Owls, Sharks and dinosaurs
The technology has advanced quickly since the first windfarm, consisting of 20 turbines, was built in New Hampshire in 1980. Ironically that first farm failed through turbine failures and lack of wind, but the first offshore windfarm, built in 1991 at Vindeby, Denmark and consisting of 11 450kW turbines, is only now due for decommissioning. In fact the first windmill design for electricity production, by Professor James Blyth of Anderson’s College, Glasgow, was used to power his home for 25 years.
Now Danish firm Dong Energy are moving ahead with preparations for the largest wind farm yet, 75 miles off the Yorkshire coast.
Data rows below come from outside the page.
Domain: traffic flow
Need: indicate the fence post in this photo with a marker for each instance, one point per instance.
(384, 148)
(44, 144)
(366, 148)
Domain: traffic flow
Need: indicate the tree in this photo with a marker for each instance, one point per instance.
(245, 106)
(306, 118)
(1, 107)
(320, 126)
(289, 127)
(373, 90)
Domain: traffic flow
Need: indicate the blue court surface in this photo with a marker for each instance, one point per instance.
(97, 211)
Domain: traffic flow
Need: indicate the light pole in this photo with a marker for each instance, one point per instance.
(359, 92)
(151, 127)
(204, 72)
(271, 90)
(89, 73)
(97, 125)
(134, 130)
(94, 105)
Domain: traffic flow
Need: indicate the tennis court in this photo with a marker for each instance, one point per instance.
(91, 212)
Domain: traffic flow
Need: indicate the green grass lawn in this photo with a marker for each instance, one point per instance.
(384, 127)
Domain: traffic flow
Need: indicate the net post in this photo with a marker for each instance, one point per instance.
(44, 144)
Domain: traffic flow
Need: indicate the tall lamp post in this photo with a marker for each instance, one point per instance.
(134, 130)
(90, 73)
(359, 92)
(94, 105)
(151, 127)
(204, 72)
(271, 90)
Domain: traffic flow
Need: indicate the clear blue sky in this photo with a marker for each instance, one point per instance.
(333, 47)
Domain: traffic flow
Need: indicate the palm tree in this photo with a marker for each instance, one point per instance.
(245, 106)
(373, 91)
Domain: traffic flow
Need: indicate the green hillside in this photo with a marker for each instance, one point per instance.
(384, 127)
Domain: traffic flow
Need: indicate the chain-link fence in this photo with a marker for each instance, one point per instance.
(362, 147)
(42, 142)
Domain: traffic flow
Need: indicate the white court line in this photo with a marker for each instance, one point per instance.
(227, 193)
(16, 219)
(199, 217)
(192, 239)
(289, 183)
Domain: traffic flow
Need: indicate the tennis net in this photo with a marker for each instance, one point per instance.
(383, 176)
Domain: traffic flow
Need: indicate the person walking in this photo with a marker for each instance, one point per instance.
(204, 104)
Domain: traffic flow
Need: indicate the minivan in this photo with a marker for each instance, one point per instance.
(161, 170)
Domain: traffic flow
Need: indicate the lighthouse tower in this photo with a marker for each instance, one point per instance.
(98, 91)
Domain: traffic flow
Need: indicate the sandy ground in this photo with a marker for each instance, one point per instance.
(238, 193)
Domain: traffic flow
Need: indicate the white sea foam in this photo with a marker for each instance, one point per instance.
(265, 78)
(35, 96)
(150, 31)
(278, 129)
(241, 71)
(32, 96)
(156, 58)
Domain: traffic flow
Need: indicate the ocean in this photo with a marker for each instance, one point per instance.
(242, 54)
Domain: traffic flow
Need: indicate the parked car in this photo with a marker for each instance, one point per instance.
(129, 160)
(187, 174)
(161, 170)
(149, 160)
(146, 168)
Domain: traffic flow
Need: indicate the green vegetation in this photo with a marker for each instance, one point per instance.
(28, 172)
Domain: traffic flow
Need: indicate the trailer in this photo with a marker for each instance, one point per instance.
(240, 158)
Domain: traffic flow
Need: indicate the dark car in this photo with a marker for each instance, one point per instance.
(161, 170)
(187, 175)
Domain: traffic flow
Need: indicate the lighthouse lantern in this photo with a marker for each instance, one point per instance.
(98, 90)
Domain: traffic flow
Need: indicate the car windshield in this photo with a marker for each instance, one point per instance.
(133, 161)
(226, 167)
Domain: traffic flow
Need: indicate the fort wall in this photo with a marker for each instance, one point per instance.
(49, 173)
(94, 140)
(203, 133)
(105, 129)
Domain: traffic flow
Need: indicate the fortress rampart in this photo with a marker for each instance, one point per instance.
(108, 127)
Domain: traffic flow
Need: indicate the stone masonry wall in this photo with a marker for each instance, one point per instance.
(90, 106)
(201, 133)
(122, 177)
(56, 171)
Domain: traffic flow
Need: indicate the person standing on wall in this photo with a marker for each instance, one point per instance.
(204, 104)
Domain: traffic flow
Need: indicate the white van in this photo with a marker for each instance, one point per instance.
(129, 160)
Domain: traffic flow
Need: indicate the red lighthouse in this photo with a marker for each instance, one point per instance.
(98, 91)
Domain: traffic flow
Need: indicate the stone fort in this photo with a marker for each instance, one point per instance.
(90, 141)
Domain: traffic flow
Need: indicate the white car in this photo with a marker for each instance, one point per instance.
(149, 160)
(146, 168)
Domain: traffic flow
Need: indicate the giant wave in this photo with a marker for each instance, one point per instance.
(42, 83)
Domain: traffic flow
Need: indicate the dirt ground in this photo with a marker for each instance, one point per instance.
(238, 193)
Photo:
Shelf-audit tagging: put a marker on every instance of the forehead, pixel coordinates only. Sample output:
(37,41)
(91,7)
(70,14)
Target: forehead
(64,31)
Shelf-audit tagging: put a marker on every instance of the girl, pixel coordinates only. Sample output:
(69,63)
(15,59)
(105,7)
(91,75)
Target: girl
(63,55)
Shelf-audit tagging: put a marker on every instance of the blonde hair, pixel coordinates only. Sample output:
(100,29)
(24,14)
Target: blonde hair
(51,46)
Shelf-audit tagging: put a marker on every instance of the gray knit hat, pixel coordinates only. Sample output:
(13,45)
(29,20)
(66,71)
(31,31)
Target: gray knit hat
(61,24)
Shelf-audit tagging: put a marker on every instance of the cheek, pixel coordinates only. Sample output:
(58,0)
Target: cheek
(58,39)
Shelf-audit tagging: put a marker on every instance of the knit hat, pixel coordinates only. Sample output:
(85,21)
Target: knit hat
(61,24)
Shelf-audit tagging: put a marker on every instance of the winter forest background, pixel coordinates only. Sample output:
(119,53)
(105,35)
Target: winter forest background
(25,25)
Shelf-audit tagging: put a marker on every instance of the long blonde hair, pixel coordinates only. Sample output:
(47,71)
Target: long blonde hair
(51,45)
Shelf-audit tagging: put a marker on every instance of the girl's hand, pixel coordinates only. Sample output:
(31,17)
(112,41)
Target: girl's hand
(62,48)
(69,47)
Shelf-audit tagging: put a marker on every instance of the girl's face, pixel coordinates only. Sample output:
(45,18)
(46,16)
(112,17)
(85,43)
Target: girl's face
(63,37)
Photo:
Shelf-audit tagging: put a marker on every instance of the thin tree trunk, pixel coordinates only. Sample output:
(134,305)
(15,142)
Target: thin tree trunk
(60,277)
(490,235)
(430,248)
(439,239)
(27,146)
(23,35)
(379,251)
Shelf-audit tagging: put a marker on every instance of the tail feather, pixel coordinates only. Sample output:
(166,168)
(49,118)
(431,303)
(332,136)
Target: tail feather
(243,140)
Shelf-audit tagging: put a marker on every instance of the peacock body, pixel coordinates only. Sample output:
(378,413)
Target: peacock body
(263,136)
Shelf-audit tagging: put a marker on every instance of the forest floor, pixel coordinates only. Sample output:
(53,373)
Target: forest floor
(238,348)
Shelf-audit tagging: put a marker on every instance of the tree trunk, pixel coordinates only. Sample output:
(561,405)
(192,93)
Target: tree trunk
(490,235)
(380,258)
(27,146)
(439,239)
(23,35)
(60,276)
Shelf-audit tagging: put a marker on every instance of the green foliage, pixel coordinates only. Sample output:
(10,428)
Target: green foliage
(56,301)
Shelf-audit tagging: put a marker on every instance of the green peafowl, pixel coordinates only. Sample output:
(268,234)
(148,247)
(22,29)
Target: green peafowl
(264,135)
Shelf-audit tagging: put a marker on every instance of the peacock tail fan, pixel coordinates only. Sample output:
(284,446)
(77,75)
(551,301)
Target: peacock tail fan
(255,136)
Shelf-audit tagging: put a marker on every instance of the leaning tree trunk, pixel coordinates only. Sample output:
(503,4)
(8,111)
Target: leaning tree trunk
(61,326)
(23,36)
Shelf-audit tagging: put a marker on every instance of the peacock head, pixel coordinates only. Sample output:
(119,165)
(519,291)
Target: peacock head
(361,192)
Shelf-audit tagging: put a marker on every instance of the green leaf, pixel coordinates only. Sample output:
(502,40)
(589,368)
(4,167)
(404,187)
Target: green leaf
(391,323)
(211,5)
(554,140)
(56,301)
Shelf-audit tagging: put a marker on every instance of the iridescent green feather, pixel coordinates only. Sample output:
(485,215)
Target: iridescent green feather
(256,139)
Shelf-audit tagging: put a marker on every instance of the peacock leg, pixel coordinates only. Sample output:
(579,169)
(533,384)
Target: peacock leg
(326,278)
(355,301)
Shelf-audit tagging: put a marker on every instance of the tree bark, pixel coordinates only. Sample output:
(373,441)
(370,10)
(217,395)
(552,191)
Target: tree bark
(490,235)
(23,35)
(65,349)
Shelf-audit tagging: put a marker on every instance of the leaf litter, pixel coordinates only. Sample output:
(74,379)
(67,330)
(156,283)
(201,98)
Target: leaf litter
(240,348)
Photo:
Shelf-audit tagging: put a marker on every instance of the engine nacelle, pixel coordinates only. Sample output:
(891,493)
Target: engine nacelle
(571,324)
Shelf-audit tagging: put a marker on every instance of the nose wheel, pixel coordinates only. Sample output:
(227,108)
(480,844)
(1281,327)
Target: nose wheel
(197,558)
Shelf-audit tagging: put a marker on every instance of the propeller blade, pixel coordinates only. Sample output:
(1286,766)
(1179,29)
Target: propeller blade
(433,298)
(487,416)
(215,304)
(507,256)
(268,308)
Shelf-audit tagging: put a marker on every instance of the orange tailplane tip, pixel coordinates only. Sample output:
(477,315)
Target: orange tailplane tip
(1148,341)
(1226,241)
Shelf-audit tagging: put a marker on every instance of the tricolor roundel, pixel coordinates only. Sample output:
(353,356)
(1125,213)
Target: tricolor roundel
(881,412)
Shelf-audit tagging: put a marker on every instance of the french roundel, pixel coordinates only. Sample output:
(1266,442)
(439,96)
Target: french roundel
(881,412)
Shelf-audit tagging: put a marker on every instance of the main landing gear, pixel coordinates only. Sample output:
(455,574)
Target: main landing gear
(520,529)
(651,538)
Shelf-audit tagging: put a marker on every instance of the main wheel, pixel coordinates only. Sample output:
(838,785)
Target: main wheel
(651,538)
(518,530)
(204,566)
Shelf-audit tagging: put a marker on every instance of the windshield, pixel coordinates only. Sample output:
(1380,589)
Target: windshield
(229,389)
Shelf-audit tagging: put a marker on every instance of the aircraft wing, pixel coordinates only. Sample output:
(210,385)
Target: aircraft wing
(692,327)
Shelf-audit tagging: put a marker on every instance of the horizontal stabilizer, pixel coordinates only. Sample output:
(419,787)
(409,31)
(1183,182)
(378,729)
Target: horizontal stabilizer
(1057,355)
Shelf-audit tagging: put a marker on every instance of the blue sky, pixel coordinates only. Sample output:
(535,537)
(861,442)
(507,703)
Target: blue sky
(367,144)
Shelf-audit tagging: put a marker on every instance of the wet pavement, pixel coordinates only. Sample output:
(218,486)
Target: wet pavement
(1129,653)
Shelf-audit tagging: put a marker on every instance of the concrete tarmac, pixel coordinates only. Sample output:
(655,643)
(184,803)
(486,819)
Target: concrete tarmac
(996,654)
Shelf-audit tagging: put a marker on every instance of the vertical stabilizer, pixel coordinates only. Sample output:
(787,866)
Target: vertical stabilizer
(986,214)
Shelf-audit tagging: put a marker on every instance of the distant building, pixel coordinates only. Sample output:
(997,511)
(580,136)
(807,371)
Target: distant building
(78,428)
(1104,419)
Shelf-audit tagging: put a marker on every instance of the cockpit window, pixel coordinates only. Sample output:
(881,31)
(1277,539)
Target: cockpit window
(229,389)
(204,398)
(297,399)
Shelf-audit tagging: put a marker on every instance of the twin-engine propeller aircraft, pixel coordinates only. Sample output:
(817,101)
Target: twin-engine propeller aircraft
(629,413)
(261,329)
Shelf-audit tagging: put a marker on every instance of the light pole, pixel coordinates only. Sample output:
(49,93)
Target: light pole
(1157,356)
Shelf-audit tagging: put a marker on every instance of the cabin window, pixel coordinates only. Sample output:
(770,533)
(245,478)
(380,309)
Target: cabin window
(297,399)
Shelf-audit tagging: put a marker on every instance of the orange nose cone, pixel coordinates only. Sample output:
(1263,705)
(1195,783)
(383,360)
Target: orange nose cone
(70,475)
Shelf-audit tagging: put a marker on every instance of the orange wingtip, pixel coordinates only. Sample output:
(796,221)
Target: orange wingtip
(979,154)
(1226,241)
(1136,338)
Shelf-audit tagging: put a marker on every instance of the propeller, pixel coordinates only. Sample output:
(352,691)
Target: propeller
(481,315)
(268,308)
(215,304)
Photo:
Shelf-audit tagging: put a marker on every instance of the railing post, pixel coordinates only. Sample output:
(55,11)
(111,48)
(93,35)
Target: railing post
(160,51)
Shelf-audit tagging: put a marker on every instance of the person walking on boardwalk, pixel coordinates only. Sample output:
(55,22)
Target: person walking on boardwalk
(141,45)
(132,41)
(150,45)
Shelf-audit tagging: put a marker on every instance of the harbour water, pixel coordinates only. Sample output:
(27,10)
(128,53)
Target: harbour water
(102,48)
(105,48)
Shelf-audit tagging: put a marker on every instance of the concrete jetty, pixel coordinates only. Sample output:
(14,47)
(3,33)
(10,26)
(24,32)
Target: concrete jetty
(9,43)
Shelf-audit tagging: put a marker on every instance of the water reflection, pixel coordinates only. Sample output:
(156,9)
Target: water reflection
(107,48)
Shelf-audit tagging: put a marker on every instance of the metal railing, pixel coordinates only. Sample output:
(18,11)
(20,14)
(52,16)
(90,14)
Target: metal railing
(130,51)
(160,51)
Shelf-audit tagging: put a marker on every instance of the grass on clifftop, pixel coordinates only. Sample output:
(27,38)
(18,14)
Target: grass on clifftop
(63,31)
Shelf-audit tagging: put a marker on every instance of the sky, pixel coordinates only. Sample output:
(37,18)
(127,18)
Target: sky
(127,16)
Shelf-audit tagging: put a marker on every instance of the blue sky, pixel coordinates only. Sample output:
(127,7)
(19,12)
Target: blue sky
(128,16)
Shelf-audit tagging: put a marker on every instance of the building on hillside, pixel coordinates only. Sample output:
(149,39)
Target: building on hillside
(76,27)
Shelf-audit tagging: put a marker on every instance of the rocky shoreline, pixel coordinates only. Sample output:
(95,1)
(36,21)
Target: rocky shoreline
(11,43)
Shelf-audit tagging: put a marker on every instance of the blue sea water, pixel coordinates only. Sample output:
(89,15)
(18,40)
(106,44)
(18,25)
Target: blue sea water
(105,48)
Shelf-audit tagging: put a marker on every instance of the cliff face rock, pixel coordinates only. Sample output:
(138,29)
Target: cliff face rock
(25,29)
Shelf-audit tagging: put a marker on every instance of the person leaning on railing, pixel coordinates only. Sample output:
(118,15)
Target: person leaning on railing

Due to come online in 2020, it will have 190-metre turbines capable of providing enough power for a million homes and be the first offshore facility to exceed 1 gigawatt capacity.
As the installations grow, coatings manufacturers and researchers are leaving few stones unturned to solve the intractable problem of blade protection.
Siemens are working on ‘DinoTails’ that resemble the back plates of a stegosaur and increase the blade’s area, adding lift and power, while reducing noise and turbulence. Researchers at the University of Cambridge (Mass.) have meanwhile been looking at how owls are able to fly silently when hunting, and are proposing an approach based on their wings, which have microfeathers on the leading edge.
Anders Clausen adds: “Some researchers have been working on a product similar to sharkskin, with the idea that this can also reduce drag. Another idea which is more advanced is to use replaceable plastic panels on the leading edge.” He concludes: “I would say there is still more work to be done before a final solution is really accepted in the industry.”